In [None]:
import spacy
from spacy.lang.en.stop_words import STOP_WORDS
from nltk.stem import PorterStemmer
import nltk

In [None]:
# Load the spaCy model
try:
  nlp = spacy.load("en_core_web_sm")
except OSError:
   print("Downloading 'en_core_web_sm' model.
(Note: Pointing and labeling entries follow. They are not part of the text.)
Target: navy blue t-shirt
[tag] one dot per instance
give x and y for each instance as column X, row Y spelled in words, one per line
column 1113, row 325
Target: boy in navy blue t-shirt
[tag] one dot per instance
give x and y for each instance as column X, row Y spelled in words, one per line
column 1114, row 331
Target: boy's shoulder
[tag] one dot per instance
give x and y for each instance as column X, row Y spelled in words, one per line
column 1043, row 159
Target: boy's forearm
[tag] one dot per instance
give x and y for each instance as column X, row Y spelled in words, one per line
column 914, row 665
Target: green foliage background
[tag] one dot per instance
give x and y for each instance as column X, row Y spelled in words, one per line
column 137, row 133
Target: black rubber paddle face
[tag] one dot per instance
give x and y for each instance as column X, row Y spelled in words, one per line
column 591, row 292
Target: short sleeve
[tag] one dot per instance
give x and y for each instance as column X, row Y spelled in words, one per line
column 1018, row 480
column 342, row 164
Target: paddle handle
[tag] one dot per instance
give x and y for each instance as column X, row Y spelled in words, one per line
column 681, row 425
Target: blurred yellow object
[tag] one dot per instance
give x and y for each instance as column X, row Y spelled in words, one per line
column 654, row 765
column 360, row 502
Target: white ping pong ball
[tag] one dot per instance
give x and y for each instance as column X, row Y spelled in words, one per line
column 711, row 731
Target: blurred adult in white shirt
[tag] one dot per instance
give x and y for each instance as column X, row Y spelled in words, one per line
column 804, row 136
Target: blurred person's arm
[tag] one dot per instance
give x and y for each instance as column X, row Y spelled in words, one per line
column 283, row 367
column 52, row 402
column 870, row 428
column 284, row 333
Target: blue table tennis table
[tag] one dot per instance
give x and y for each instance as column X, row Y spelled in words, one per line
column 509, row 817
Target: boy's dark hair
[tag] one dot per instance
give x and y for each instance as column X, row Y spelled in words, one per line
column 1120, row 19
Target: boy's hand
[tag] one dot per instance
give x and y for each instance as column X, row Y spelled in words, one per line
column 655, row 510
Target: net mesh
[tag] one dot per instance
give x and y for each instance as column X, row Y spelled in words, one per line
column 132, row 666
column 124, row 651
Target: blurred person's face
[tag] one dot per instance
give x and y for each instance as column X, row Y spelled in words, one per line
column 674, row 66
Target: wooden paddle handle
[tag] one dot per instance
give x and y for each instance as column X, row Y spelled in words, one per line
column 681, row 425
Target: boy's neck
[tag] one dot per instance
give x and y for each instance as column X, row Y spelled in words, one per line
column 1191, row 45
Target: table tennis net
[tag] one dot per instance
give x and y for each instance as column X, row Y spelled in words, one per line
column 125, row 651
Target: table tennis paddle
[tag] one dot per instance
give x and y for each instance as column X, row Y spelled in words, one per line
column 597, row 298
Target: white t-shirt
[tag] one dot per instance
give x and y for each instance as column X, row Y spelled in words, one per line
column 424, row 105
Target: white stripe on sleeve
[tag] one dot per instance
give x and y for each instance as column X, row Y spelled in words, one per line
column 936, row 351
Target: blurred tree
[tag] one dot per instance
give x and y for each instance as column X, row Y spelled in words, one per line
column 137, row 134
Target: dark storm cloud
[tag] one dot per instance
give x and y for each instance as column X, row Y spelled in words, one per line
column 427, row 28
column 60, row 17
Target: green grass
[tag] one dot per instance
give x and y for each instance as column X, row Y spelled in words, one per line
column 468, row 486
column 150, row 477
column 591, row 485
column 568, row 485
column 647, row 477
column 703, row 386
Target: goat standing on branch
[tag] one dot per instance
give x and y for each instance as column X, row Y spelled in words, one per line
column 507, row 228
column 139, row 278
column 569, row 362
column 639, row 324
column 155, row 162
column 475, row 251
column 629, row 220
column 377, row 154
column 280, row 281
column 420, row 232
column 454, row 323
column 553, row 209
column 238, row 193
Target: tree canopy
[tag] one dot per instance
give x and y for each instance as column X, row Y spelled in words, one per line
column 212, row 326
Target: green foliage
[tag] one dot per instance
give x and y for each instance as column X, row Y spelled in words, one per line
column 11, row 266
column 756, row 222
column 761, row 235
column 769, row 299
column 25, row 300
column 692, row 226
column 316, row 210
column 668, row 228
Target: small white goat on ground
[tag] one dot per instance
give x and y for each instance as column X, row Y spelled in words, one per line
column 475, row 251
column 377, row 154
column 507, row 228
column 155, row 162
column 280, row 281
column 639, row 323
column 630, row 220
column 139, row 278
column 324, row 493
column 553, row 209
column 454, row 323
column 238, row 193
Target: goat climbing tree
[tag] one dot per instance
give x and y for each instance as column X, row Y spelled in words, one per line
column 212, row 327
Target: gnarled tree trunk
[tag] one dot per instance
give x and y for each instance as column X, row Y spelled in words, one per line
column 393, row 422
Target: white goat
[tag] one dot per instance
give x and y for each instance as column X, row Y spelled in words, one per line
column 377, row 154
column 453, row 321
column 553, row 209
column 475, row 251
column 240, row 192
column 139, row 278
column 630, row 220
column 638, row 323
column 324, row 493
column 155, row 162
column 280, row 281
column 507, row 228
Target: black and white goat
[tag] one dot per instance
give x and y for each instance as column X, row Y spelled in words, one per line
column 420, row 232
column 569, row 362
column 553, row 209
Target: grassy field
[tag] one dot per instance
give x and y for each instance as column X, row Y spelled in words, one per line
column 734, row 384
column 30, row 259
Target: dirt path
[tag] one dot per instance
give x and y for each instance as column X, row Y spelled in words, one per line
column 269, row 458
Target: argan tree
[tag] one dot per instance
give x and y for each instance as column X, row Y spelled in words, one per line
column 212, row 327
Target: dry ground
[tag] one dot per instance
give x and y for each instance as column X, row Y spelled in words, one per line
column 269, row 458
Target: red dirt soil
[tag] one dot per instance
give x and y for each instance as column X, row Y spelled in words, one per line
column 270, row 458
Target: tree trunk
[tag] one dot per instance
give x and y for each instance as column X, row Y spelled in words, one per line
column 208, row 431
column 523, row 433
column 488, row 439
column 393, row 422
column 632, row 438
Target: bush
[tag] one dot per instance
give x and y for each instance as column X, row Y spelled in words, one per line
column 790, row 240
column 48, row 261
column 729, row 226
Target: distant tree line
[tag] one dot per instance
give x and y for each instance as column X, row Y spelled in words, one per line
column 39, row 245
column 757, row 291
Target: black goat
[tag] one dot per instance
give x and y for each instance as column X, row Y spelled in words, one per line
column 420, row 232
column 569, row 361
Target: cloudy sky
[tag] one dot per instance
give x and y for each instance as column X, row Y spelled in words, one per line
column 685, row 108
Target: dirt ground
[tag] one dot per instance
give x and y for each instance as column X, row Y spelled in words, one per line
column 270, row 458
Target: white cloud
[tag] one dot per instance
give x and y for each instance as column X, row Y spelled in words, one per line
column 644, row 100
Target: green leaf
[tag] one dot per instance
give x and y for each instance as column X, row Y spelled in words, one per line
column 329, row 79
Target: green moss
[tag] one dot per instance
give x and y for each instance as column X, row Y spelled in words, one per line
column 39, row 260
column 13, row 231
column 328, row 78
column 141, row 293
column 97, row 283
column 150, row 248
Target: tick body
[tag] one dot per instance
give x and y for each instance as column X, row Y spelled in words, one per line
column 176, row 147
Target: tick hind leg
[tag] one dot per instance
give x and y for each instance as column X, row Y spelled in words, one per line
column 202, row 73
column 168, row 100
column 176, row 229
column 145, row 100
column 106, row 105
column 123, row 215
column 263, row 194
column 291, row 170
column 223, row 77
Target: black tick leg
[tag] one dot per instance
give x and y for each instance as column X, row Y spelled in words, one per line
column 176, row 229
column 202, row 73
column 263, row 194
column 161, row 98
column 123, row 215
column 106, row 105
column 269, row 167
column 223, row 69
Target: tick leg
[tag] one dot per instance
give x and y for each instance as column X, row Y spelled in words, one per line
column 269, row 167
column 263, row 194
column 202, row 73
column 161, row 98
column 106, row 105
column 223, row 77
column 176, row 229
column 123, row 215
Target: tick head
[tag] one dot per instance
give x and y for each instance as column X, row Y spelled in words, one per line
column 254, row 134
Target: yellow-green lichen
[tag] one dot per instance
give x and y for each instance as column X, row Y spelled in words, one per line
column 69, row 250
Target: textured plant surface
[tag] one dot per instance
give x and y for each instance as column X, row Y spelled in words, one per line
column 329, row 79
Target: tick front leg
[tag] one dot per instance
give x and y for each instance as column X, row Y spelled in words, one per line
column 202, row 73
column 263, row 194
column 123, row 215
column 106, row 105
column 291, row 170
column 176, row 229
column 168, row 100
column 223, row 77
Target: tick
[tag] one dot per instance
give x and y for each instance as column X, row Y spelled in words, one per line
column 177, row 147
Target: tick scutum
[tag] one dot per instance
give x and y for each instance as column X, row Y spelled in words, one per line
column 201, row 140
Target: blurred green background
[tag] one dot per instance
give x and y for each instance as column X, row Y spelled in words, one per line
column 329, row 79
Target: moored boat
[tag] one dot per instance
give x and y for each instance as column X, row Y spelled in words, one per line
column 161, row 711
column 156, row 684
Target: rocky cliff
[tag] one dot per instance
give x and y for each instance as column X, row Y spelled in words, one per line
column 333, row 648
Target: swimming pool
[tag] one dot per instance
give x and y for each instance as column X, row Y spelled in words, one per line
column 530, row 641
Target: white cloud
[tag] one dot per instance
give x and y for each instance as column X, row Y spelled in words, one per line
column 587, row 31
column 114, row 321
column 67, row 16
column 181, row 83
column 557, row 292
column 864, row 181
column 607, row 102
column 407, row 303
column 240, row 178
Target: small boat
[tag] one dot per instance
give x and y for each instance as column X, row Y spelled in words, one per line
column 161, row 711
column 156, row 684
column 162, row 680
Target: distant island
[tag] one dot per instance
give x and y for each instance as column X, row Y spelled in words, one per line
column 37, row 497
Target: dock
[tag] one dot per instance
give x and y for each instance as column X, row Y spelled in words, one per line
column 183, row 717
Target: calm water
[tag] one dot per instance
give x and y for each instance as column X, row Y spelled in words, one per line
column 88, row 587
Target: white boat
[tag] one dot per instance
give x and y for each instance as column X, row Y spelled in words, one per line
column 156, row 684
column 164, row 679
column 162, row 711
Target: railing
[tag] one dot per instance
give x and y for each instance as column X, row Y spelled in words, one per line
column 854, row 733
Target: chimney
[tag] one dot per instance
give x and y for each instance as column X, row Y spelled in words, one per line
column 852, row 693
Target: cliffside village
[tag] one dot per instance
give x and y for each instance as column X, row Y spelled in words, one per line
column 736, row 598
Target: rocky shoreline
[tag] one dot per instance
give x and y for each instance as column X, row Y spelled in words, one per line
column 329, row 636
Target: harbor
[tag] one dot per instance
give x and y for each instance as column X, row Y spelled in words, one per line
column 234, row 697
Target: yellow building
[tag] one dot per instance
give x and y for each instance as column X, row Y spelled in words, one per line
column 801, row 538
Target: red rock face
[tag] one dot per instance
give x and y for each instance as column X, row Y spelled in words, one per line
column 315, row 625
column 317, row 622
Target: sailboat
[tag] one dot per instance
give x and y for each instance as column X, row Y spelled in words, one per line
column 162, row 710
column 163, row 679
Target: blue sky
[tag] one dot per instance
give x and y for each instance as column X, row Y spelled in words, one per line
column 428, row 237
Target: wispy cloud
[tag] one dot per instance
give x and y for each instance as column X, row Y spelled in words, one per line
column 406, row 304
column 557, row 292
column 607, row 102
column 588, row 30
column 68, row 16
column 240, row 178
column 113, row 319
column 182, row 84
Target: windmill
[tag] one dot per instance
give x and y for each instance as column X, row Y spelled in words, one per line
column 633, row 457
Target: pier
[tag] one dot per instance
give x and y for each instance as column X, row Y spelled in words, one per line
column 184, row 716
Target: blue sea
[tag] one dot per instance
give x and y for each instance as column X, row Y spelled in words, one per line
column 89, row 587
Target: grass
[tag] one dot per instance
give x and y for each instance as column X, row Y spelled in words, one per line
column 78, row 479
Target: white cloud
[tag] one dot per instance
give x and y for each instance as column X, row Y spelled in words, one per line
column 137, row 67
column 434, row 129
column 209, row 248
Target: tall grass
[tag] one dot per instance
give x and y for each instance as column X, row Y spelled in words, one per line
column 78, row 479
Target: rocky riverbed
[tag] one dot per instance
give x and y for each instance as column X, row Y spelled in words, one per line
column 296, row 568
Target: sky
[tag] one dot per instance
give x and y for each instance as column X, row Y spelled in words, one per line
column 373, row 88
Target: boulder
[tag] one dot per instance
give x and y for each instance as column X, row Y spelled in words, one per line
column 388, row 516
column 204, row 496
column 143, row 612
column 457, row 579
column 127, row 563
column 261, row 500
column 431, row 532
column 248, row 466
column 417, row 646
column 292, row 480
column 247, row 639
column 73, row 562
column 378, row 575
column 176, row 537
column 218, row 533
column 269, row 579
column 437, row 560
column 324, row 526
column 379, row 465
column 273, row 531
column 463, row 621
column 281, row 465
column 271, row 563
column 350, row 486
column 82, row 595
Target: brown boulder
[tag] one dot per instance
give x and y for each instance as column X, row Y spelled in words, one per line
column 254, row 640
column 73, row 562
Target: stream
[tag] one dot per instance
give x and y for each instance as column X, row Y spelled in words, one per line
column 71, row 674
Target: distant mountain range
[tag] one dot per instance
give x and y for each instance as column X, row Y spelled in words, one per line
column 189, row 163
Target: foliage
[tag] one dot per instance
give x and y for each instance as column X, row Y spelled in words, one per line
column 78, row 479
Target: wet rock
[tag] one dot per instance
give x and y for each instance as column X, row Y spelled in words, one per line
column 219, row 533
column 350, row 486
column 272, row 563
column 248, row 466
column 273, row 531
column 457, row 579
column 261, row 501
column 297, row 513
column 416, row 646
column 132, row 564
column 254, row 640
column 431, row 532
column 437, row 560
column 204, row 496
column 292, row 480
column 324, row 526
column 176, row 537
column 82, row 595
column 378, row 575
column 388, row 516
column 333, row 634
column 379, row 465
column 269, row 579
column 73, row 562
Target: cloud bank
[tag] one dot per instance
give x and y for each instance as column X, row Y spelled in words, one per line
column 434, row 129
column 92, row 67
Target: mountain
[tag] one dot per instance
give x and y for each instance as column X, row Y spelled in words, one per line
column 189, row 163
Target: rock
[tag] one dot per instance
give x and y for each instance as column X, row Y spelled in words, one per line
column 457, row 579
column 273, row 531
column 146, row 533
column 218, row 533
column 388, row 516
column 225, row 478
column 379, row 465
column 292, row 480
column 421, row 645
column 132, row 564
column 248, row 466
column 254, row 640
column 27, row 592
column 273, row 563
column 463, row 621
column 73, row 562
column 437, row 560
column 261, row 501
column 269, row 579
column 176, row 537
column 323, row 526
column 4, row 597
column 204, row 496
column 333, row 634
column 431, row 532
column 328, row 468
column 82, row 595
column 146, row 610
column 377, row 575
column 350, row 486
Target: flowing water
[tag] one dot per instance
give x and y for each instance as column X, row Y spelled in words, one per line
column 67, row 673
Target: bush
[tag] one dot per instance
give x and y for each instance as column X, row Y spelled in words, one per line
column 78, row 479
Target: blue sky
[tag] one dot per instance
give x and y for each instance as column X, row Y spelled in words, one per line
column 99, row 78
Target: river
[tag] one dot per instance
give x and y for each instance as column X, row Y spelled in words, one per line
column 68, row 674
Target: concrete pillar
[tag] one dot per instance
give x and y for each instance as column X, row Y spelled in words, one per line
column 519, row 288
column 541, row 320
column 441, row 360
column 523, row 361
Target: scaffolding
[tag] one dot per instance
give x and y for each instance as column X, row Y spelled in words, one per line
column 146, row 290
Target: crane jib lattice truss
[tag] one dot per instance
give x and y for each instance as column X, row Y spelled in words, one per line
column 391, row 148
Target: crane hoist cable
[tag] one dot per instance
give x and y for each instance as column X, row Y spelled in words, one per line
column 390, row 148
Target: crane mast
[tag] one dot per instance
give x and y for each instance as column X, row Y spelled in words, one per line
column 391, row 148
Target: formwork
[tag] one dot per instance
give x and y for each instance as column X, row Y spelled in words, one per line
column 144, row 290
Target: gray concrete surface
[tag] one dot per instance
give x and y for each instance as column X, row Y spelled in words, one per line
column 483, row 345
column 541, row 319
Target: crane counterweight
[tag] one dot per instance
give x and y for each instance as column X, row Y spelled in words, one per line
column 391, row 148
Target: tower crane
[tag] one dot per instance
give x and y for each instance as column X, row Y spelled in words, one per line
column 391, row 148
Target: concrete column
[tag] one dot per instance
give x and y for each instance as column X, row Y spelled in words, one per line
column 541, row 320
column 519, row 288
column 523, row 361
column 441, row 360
Please wait...")
   spacy.cli.download("en_core_web_sm")
   nlp = spacy.load("en_core_web_sm")



In [None]:
# Initialize the stemmer
stemmer = PorterStemmer()

In [None]:
# --- INPUT TEXT ---
text = "Jack and Jill went up the hill"
print(f"--- Original Text ---\n'{text}'\n")

--- Original Text ---
'Jack and Jill went up the hill'



In [None]:
# Process the text with spaCy
doc = nlp(text)

In [None]:
# Initialize lists to store results
tokens = []
clean_tokens = []
lemmas = []
stems = []

In [None]:
# --- 2. Tokenization, Lemmatization, Stop Word Removal, and Stemming ---
print("--- Step-by-Step Processing ---")
for token in doc:
# 1. Tokenization (The token object itself is a token)
 tokens.append(token.text)

# 3. Lemmatization (using token.lemma_)
 lemma = token.lemma_
 lemmas.append(lemma)

# 4. Stop Word Removal (check if the token is a stop word and if it's punctuation/whitespace)
# Lowercasing is good practice for stop word check
 is_stop = token.is_stop or token.is_punct or token.is_space
 if not is_stop:
# Append the lemmatized form after stop-word removal for 'clean' tokens
  clean_tokens.append(lemma)

# 2. Stemming (using NLTK's PorterStemmer on the token text)
  stem = stemmer.stem(token.text)
  stems.append(stem)

--- Step-by-Step Processing ---


In [None]:
# --- 5. Display Results ---

## Tokenization
print("\n## Tokenization")

print(tokens)
print("------------------------------")




## Tokenization
['Jack', 'and', 'Jill', 'went', 'up', 'the', 'hill']
------------------------------


In [None]:
## Lemmatization (Token + Lemma)
print("\n## Lemmatization (Token & Lemma)")
print(f"{'Token':<7} | {'Lemma':<7}")
print(f"{'-'*7} | {'-'*7}")
for t, l in zip(tokens, lemmas):
 print(f"{t:<7} | {l:<7}")
 print("------------------------------")




## Lemmatization (Token & Lemma)
Token   | Lemma  
------- | -------
Jack    | Jack   
------------------------------
and     | and    
------------------------------
Jill    | Jill   
------------------------------
went    | go     
------------------------------
up      | up     
------------------------------
the     | the    
------------------------------
hill    | hill   
------------------------------


In [None]:
## Stop Word Removal (Clean Tokens)
print("\n## Stop Word Removal & Final Clean List (Lemmatized)")
print(clean_tokens)
print("------------------------------")




## Stop Word Removal & Final Clean List (Lemmatized)
['Jack', 'Jill', 'go', 'hill']
------------------------------


In [None]:
## Stemming (Token + Stem)
print("\n## Stemming (Token & Stem - using NLTK)")
# Note: Stemming is generally less accurate than lemmatization, e.g., 'running' -> 'run' (lemma) vs 'run' (stem)
print(f"{'Token':<7} | {'Stem':<7}")
print(f"{'-'*7} | {'-'*7}")
for t, s in zip(tokens, stems):
  print(f"{t:<7} | {s:<7}")
  print("------------------------------")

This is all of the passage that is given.